Entitled to vote: 1,906

Valid votes: 1,728

Seats: 3

Average valid votes per seat: 576

| # | Candidate | Total per list | Votes | Result |
Protestant List
| 1 | H. Tiesma | 42 | 12 | - |
| 2 | F. Visser | 1 | - |
| 3 | W.J. Goslinga | 3 | - |
| 4 | F. Vreugdenhil | 0 | - |
| 5 | D. Colijn | 0 | - |
| 6 | H.J. Rijsdijk | 0 | - |
| 7 | J. Pauw | 19 | - |
| 8 | J.H. Finck | 7 | - |
Eman List
| 1 | J.H.A. Eman | 1,167 | 1,141 | Elected |
| 2 | F.J.Q. Kwartsz | 8 | Elected |
| 3 | J.E. Irausquin | 18 | - |
Catholic Union
| 1 | J.R. Arends | 519 | 478 | Elected |
| 2 | L.A.C. Laclé | 15 | - |
| 3 | C.L. Juliao | 2 | - |
| 4 | E.A. de Cuba | 8 | - |
| 5 | C. Maduro | 10 | - |
| 6 | C.W. Wever | 6 | - |

===Bonaire===
Population: 5,798 (31 December 1944)

Entitled to vote: 102

Valid votes: 94

Seats: 1

| Candidate | Total per list | Votes | Result |
Marchena List
| R.Th.M. Marchena | 12 | 12 | - |
Gerharts List
| L.D. Gerharts | 44 | 44 | Elected |
Catholic Party
| A. Booi | 38 | 38 | - |
| C.B. Debrot | 0 | - |

===SSS Islands===
Entitled to vote: 148 (Sint Maarten: 60, Sint Eustatius: 45, Saba: 43)

Seats: 1

W.R. Plantz was the only candidate so the seat for the SSS Islands went automatically to him.

===Appointed by the governor===
Gerharts was not on time to hand over his letter of credence and therefore he lost his seat.
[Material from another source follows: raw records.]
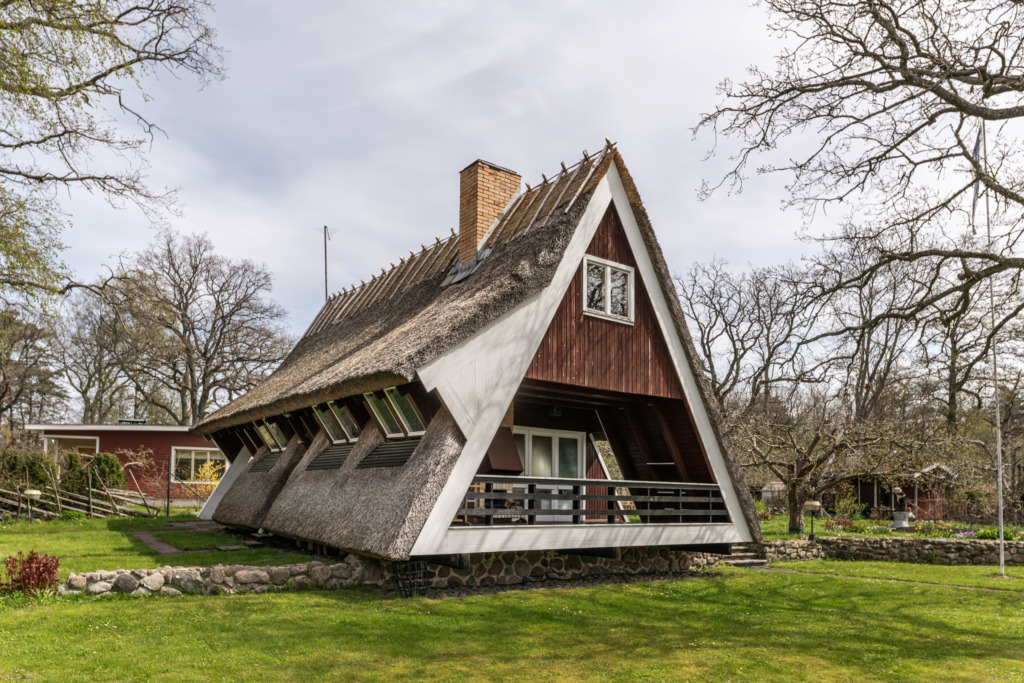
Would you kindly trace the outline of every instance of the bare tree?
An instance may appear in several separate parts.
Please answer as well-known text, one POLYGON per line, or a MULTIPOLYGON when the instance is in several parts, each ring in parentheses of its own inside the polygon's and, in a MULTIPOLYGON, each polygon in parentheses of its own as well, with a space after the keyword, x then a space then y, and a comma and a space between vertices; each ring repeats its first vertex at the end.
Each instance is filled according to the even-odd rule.
MULTIPOLYGON (((948 315, 988 280, 1019 278, 1024 4, 762 4, 785 47, 774 70, 753 67, 742 83, 723 82, 724 100, 701 117, 696 130, 739 141, 732 171, 715 186, 739 188, 758 159, 758 171, 790 176, 788 204, 808 221, 830 207, 846 212, 818 259, 822 296, 914 263, 913 286, 867 326, 948 315), (778 147, 790 153, 784 161, 778 147), (976 183, 991 200, 991 245, 972 229, 976 183)), ((1015 304, 989 336, 1024 310, 1024 298, 1015 304)))
POLYGON ((251 389, 292 346, 262 265, 170 230, 126 257, 110 300, 126 328, 120 362, 165 419, 195 424, 251 389))
POLYGON ((163 70, 222 76, 209 11, 207 0, 0 2, 0 297, 67 291, 58 190, 148 213, 173 205, 145 183, 159 128, 141 86, 163 70))
POLYGON ((83 424, 103 424, 122 416, 129 378, 119 354, 128 345, 117 313, 92 292, 65 302, 56 353, 65 380, 82 403, 83 424))

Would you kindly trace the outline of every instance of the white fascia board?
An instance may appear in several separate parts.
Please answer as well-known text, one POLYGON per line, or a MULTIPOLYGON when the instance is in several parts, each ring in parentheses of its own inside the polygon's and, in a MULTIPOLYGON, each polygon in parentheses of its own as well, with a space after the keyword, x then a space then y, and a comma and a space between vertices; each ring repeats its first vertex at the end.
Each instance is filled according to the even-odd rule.
POLYGON ((680 384, 683 387, 683 396, 693 415, 697 438, 700 439, 700 442, 705 446, 705 453, 708 454, 708 460, 711 462, 712 470, 715 472, 715 480, 722 492, 722 498, 725 501, 726 509, 729 511, 729 516, 732 518, 732 523, 739 530, 741 539, 737 543, 750 543, 754 541, 754 537, 748 526, 742 508, 739 505, 739 497, 736 493, 735 484, 732 481, 732 477, 729 476, 728 468, 725 466, 721 444, 715 436, 711 418, 708 416, 708 408, 701 399, 696 378, 693 377, 693 373, 690 370, 690 364, 686 360, 683 342, 676 333, 676 326, 672 321, 669 303, 665 298, 665 292, 662 291, 657 274, 654 272, 654 264, 647 253, 647 247, 644 244, 643 237, 640 234, 636 216, 633 215, 629 197, 626 195, 626 188, 623 186, 623 180, 618 175, 618 169, 614 162, 612 162, 611 168, 608 169, 605 178, 609 180, 612 201, 615 203, 615 208, 618 209, 618 217, 623 221, 626 238, 630 243, 630 249, 633 251, 633 258, 637 262, 637 269, 640 271, 647 296, 650 298, 650 302, 654 308, 654 317, 657 319, 662 336, 669 347, 672 364, 676 368, 680 384))
MULTIPOLYGON (((191 427, 181 425, 26 425, 27 431, 48 431, 68 436, 76 432, 188 432, 191 427)), ((205 438, 205 437, 200 437, 205 438)), ((210 439, 206 439, 210 440, 210 439)))
POLYGON ((551 284, 417 371, 427 390, 436 390, 444 401, 466 445, 412 554, 436 554, 610 202, 605 177, 595 187, 551 284))
POLYGON ((449 530, 434 554, 690 546, 742 542, 739 527, 731 523, 457 526, 449 530))
POLYGON ((206 499, 206 503, 203 504, 203 509, 199 511, 200 519, 213 519, 213 513, 217 511, 217 506, 224 500, 227 489, 246 471, 246 465, 249 464, 252 455, 249 453, 249 449, 242 446, 242 451, 234 457, 234 462, 228 464, 227 469, 224 470, 213 493, 210 494, 210 498, 206 499))

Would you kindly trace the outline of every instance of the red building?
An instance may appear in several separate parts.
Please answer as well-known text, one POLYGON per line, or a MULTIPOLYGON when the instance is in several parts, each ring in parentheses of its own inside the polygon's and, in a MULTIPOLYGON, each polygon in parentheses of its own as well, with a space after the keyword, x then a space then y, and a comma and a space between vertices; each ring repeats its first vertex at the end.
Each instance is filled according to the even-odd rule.
POLYGON ((211 441, 188 431, 188 427, 167 425, 117 424, 117 425, 29 425, 43 440, 44 451, 56 462, 61 453, 79 453, 91 456, 111 453, 125 466, 125 480, 129 490, 139 492, 153 499, 167 497, 167 479, 170 471, 172 500, 196 500, 193 487, 203 483, 197 473, 210 460, 227 461, 211 441))

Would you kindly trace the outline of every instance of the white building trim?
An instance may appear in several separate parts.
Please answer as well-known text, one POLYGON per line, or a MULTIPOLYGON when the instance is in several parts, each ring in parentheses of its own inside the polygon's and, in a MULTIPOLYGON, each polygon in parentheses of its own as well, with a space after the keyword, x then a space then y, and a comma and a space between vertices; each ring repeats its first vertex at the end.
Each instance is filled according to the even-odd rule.
POLYGON ((246 471, 246 465, 249 464, 252 455, 249 453, 249 449, 243 446, 239 455, 234 457, 234 462, 227 463, 227 469, 221 475, 220 481, 217 482, 213 493, 210 494, 210 498, 206 499, 206 503, 203 504, 203 508, 199 511, 200 519, 213 519, 213 513, 217 511, 217 506, 224 500, 224 495, 231 487, 231 484, 234 483, 234 480, 246 471))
The governor decided to use one of the five seats he could appoint for Gerharts, so he still became a member of the Estates of Curaçao. The other four people who were appointed by the governor were A.W.J.M. Desertine, V.E. Henriquez, C.W.J. Jonckheer and E. Cohen Henriquez.

== Aftermath ==
The governor decided that Desertine was the speaker of the parliament and Plantz the deputy speaker.

The new session of the Estates started on the first Tuesday of April 1946. Because of the issue with the letter of credence of Gerharts the number of members of the Estates of Curaçao was not 15 but 14.